この物語は明治期を舞台にしており、主人公・竈門炭治郎は「炭売り」を生業としている家庭の長男で下に5人の弟や妹がいる。

 竈門家の父は病弱で、母や子どもたちみんなで看病をしていたが亡くなってしまう。そこで、炭治郎が一家の大黒柱として働いて家計を支え、幼い弟や妹も母を手伝って暮らしていた。

 つまり、国民皆保険や年金・介護保険という制度がない時代、父親が病気になった竈門家が存続できたのは、「6人の子ども」が「労働力」と「社会保障」として機能していたからなのである。

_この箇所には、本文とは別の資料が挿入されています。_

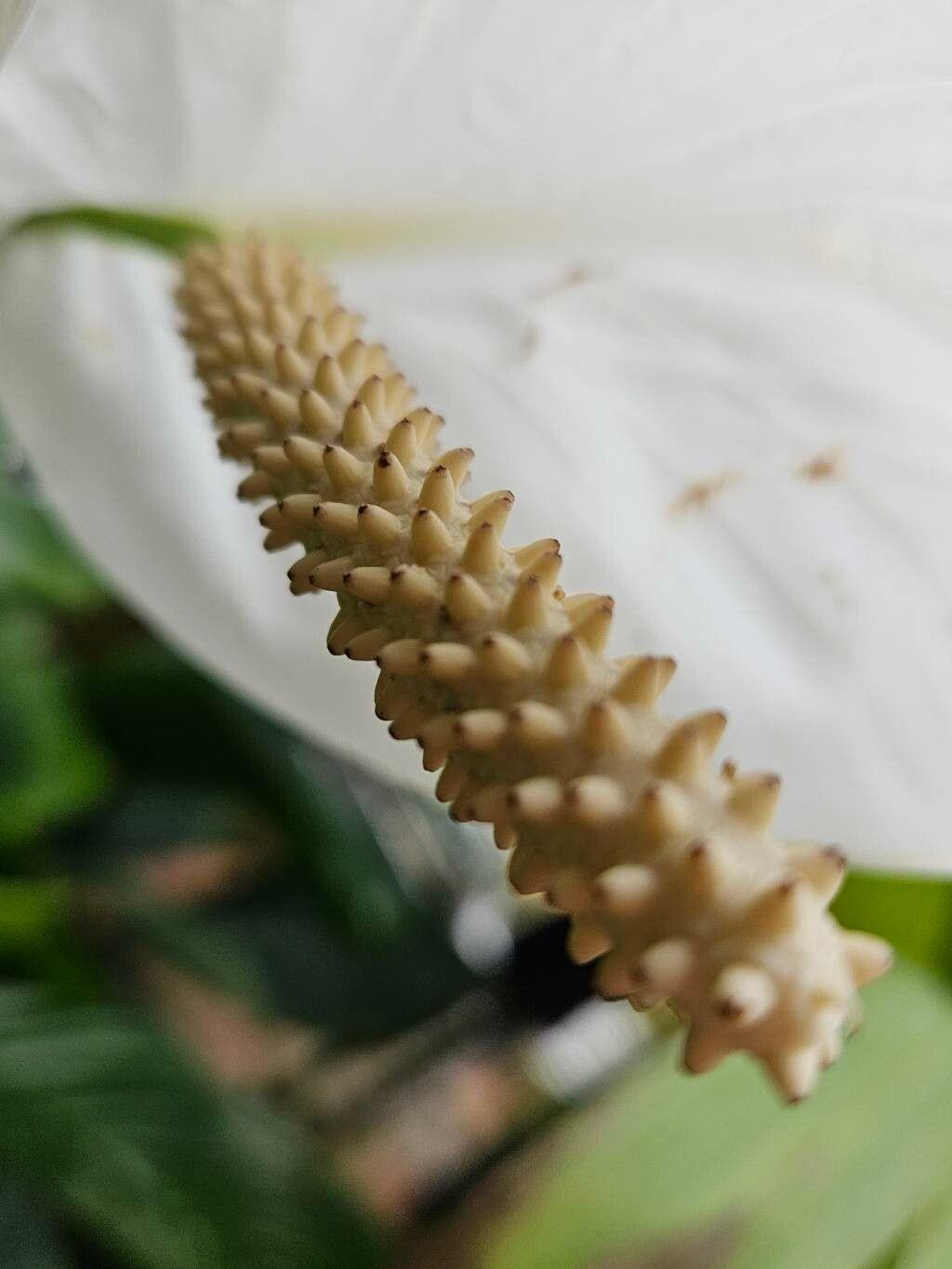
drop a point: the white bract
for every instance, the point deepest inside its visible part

 だから、竈門家のような貧しい家ほど子どもをたくさん持った。貧しいということは栄養状態が悪く、子どもが飢えや病気で死んでしまうリスクが高い。1人や2人では心許ない。つまり、かつて日本人が5人も6人も子どもを持ったのは、子どもが可愛いわけでもなく、子育てに生き甲斐を感じていたわけでもなく、ごくごくシンプルに自分自身が生きていくための「労働力」と「社会保障」のためだったのだ。

少子化を加速させたのは
「高度経済成長」と「社会保障」

 しかし、戦後になると日本人にとっての「子ども」というものの意味が徐々に変わっていく。

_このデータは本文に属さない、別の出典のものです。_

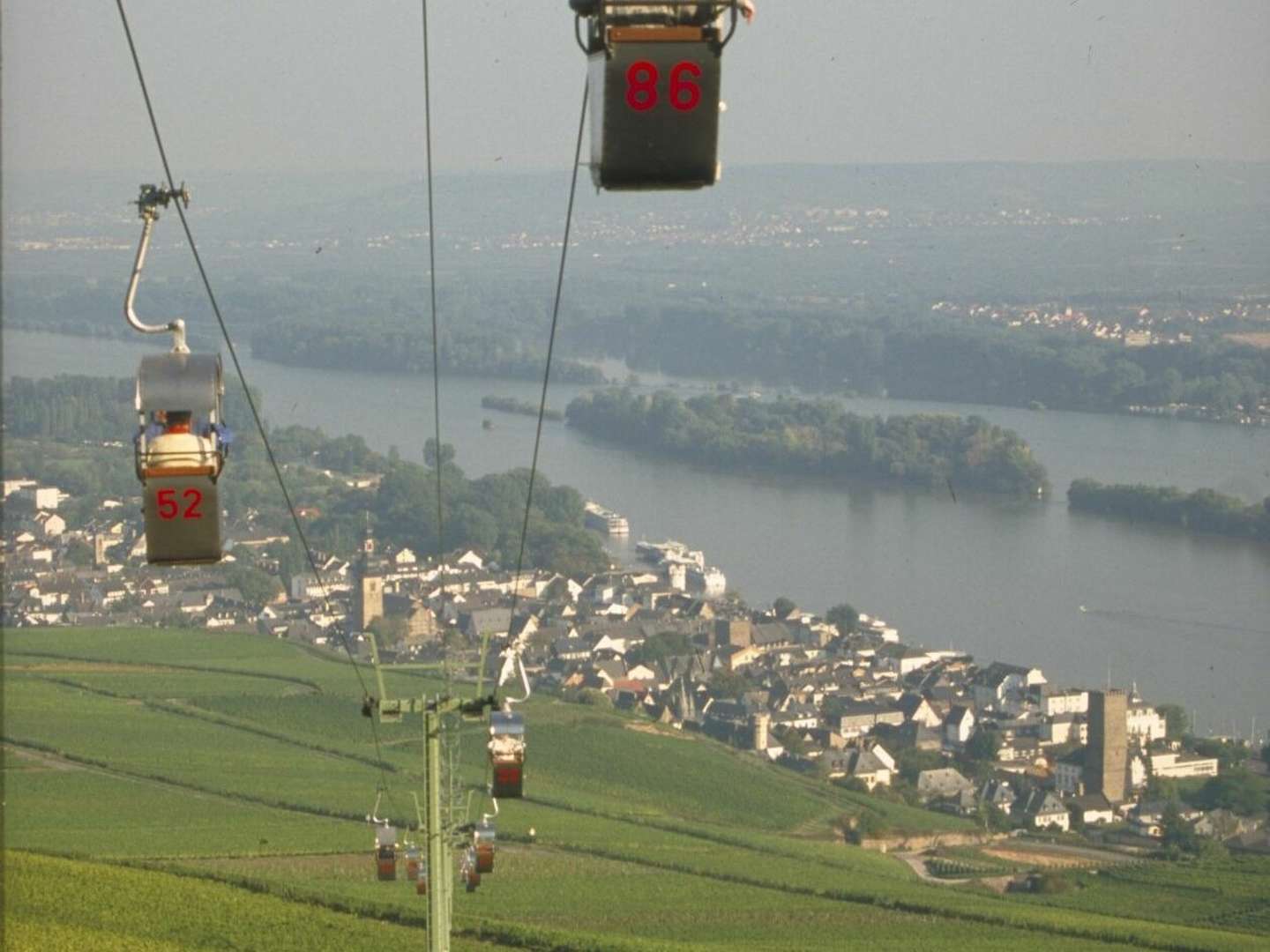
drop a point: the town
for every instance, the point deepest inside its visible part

 それがよくわかるデータがある。実は戦前の「貧乏子沢山」という傾向は戦後も少しだけ続いていて1947年には合計特殊出生率は4.54もあった。しかし、ここからフリーフォールのように急落してわずか10年で2.04(1957年)まで一気に落ち込む(内閣府「選択する未来 -人口推計から見えてくる未来像-」)。

 この水準が1975年あたりまで続くことを踏まえれば、1947年から1957年の出生率の落ち込みは「異常」だ。この10年の間で、日本人に「子どもを持ちたくない」と思わせる強烈な出来事があったと考えるべきだろう。

 そこでよく言われるのが「高度経済成長」だ。戦後の焼け野原から復興を果たして、日本人がどんどん豊かになっていったので、「子どもを持ちたくない」と思う若者が増えたというのだ。